Motorista de App é banido após assediar mulher e pedir 'Xerecard'

Por Da Redação | Brasília
| Tempo de leitura: 2 min
Pixabay
Motorista de aplicativo foi banido

A 3ª Turma Cível do Tribunal de Justiça do Distrito Federal e dos Territórios (TJDFT) manteve a decisão de descredenciamento de um motorista de aplicativo da Uber que enviou mensagens de cunho sexual a uma passageira. O condutor também teve negado o pedido de recadastramento na plataforma e de indenização por danos morais e materiais. A decisão foi unânime entre os desembargadores.

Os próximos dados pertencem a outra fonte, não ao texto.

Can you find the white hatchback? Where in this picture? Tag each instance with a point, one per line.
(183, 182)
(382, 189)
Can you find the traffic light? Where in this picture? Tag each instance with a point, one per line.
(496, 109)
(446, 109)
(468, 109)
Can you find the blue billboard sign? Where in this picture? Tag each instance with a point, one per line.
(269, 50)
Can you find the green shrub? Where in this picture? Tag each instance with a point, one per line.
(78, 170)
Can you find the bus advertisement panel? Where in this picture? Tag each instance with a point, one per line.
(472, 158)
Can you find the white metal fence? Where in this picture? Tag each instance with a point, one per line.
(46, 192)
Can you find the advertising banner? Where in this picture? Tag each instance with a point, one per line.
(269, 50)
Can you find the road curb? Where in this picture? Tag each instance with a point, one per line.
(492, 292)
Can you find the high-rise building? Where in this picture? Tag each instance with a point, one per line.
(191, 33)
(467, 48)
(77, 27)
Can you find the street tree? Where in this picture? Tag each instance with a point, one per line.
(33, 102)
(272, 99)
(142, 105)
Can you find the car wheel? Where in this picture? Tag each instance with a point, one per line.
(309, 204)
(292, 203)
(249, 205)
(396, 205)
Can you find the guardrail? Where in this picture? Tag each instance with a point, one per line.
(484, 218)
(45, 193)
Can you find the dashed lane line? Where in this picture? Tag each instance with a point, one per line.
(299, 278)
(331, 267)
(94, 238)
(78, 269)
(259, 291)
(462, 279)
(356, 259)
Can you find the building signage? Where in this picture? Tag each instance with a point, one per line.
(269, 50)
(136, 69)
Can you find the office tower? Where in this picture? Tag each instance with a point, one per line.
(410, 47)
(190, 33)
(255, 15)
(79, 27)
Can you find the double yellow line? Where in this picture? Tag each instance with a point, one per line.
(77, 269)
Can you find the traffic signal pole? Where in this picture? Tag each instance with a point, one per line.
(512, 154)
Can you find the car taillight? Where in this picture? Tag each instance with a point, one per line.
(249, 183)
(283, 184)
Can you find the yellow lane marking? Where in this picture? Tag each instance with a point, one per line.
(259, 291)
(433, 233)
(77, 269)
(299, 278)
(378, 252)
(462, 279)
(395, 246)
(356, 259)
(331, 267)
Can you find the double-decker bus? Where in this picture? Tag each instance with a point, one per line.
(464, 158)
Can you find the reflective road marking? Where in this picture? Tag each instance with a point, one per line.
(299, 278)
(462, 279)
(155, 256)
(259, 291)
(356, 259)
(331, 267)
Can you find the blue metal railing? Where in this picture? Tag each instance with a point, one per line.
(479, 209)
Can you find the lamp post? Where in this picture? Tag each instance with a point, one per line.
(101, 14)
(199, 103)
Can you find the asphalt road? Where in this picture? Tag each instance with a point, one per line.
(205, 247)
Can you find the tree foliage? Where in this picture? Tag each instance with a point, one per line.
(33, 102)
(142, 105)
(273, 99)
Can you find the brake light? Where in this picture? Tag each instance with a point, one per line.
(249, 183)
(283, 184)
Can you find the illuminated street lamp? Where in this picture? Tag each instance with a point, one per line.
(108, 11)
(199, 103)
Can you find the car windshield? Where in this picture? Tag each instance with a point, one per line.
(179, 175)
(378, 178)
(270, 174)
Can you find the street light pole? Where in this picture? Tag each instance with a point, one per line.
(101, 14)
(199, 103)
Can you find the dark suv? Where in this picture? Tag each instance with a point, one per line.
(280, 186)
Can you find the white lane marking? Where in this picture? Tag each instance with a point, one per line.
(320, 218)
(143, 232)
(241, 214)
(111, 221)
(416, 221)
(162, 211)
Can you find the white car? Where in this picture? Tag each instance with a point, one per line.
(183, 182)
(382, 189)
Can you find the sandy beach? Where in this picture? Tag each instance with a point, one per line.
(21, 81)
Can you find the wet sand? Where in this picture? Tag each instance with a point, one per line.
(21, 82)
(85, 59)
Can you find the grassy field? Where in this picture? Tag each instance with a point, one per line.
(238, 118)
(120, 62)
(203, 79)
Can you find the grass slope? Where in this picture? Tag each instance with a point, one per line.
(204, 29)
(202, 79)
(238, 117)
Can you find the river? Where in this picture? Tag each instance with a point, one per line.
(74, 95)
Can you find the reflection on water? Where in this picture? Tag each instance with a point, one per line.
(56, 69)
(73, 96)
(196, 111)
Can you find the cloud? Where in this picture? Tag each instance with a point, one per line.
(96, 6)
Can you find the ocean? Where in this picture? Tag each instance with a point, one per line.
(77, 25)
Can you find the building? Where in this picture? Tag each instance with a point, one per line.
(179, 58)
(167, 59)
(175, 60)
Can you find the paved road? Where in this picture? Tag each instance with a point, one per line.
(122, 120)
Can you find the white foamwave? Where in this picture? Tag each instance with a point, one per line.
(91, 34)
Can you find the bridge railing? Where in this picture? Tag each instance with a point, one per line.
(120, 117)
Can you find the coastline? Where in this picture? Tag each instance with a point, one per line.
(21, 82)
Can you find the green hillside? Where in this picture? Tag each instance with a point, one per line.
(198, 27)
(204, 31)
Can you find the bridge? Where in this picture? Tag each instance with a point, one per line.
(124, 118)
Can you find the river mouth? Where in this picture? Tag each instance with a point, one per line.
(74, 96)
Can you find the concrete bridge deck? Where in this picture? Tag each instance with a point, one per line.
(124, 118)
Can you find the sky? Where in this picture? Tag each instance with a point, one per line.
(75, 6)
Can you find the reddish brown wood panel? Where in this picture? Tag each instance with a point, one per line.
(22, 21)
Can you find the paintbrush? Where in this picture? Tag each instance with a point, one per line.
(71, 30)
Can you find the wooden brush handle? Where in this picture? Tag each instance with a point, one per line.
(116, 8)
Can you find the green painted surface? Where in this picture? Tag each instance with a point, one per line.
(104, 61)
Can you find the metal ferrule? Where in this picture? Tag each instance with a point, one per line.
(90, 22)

Clique aqui para fazer parte da comunidade de OVALE no WhatsApp e receber notícias em primeira mão. E clique aqui para participar também do canal de OVALE no WhatsApp

O caso ocorreu em 9 de janeiro, quando o motorista teria usado "termos chulos" ao se comunicar com a passageira, conforme consta no processo. Por exemplo, ele disse que ela poderia pagar com a 'xerecard'. Após o diálogo, ela cancelou a corrida. O condutor tentou se justificar, alegando que a passageira era sua esposa e que não teve oportunidade de se defender ou de ser informado sobre o motivo da exclusão da plataforma.

O motorista ainda argumentou que sua relação com a Uber era de consumo, o que, segundo ele, exigiria a aplicação do Código de Defesa do Consumidor (CDC). Ele afirmou que a empresa deveria provar que agiu de forma adequada ao bani-lo. A Uber, por sua vez, rebateu que o vínculo com o motorista era de natureza civil e que ele violou as regras de conduta ao enviar mensagens inadequadas.

Os desembargadores entenderam que a relação entre o motorista e a plataforma não era de consumo, uma vez que a Uber atua apenas como intermediária entre condutores e passageiros. Além disso, destacaram que o contrato firmado entre as partes permite o desligamento em caso de descumprimento das normas da plataforma.

A decisão do TJDFT ressaltou que a Uber agiu corretamente ao garantir a segurança dos passageiros e a preservação de sua imagem no mercado. Por isso, não houve reconhecimento de injustiça no bloqueio do motorista, nem necessidade de reativação do cadastro ou pagamento de indenização.

O caso ganhou repercussão e levanta debates sobre a responsabilidade de condutores e plataformas de transporte por aplicativo em situações que envolvem conduta inadequada e segurança dos usuários.